O DPS está estável em R$ 0,08/cota há 7 meses (out/2025-mar/2026), alinhado com a geração de caixa atual de R$ 0,082/cota. O P/VP de 0,97 mostra que o desconto patrimonial já se fechou — o investidor que entra hoje paga preço justo. Há margem para extraordinárias pontuais via destravamento de correção monetária retida (estoque de R$ 0,066/cota = R$ 3,4 mi).

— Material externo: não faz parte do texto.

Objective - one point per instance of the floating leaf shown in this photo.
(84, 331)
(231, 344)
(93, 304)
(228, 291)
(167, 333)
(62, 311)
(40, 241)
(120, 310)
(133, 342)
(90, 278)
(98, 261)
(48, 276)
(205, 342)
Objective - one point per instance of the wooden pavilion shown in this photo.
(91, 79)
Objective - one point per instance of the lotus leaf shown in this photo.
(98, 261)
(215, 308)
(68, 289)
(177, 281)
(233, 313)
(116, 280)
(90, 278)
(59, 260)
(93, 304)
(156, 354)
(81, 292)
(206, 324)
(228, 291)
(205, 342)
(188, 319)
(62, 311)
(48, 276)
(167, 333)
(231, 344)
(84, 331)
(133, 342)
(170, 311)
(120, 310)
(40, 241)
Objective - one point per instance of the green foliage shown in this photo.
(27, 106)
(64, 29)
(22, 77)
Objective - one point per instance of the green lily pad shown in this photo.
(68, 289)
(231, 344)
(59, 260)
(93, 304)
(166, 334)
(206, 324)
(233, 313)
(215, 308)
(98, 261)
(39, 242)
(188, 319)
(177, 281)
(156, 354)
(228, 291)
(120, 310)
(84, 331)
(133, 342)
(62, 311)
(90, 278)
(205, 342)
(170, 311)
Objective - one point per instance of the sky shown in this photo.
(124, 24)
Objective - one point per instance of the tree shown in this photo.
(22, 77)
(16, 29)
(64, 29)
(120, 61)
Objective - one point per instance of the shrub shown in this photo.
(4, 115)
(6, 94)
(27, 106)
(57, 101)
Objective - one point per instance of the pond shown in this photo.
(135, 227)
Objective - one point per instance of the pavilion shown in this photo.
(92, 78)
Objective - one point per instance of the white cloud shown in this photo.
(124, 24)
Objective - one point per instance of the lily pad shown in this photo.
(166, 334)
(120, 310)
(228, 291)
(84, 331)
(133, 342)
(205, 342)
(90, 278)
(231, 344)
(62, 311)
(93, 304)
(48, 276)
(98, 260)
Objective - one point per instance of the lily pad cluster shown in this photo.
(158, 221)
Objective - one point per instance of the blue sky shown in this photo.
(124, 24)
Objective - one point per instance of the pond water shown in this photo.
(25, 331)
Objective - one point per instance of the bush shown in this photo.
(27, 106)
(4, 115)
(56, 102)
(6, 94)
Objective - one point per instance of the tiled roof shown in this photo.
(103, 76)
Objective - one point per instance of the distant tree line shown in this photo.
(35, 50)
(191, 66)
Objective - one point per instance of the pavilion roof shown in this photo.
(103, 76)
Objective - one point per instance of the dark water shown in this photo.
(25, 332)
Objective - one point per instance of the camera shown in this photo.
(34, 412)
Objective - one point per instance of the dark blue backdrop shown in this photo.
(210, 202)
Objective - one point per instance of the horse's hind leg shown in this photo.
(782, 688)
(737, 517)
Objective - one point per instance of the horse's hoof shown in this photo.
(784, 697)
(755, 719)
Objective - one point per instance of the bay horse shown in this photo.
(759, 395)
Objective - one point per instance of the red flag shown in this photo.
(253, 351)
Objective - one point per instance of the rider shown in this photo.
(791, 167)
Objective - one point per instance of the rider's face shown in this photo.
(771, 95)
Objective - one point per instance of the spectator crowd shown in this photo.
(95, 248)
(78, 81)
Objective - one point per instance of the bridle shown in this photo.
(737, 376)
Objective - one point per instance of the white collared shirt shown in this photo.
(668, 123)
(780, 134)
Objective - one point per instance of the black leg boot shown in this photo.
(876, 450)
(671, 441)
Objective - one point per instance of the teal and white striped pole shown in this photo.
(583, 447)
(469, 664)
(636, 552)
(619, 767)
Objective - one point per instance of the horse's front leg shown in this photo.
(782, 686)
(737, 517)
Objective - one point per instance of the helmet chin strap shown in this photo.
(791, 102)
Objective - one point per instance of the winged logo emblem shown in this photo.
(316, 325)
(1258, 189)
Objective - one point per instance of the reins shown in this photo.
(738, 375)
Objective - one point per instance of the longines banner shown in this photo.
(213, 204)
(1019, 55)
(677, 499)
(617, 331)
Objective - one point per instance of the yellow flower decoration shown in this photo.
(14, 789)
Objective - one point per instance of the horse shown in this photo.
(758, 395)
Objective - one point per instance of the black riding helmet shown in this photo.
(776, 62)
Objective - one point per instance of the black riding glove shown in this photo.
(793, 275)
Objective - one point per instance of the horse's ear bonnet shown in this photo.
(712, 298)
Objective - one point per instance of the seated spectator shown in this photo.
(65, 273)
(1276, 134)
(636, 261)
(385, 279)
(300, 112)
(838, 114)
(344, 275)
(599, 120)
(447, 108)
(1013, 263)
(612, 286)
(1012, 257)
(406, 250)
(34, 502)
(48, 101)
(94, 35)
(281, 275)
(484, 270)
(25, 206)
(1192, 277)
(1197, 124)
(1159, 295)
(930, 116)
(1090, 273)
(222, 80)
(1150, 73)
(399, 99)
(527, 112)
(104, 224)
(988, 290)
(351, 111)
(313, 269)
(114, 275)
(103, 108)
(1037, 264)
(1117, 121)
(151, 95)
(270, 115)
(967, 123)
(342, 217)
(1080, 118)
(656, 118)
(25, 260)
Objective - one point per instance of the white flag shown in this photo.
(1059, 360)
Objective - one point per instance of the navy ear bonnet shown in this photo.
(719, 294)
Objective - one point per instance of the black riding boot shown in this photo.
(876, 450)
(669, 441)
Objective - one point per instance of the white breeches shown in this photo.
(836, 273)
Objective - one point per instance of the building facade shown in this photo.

O risco principal não é a inadimplência (zero há 5 anos) nem a alavancagem (1,3% PL — praticamente inexistente), mas a concentração de cerca de 75% dos CRIs em fundos do próprio grupo Hedge (HDOF, Hedge AAA, Hedge Logística, HDEL). Embora a governança preveja participação obrigatória de terceiros institucionais nas emissões, configura conflito potencial. Adicionalmente, 5 CRIs IZP (33% do PL) lastreados em obras Design Office em andamento (Cônego II em apenas 17% físico) trazem risco de execução real.

Pelo modelo de preço justo, a faixa central é R$ 7,37 - R$ 8,31 (preço justo R$ 7,84) — abaixo da cotação atual de R$ 8,37. Recomendação MANTER: comprar com margem de segurança requer entrada abaixo de R$ 7,90; quem já está posicionado tem boa qualidade de carrego (DY 13,3%) com upside moderado de cerca de 10% em 2 anos via ciclo de queda de Selic.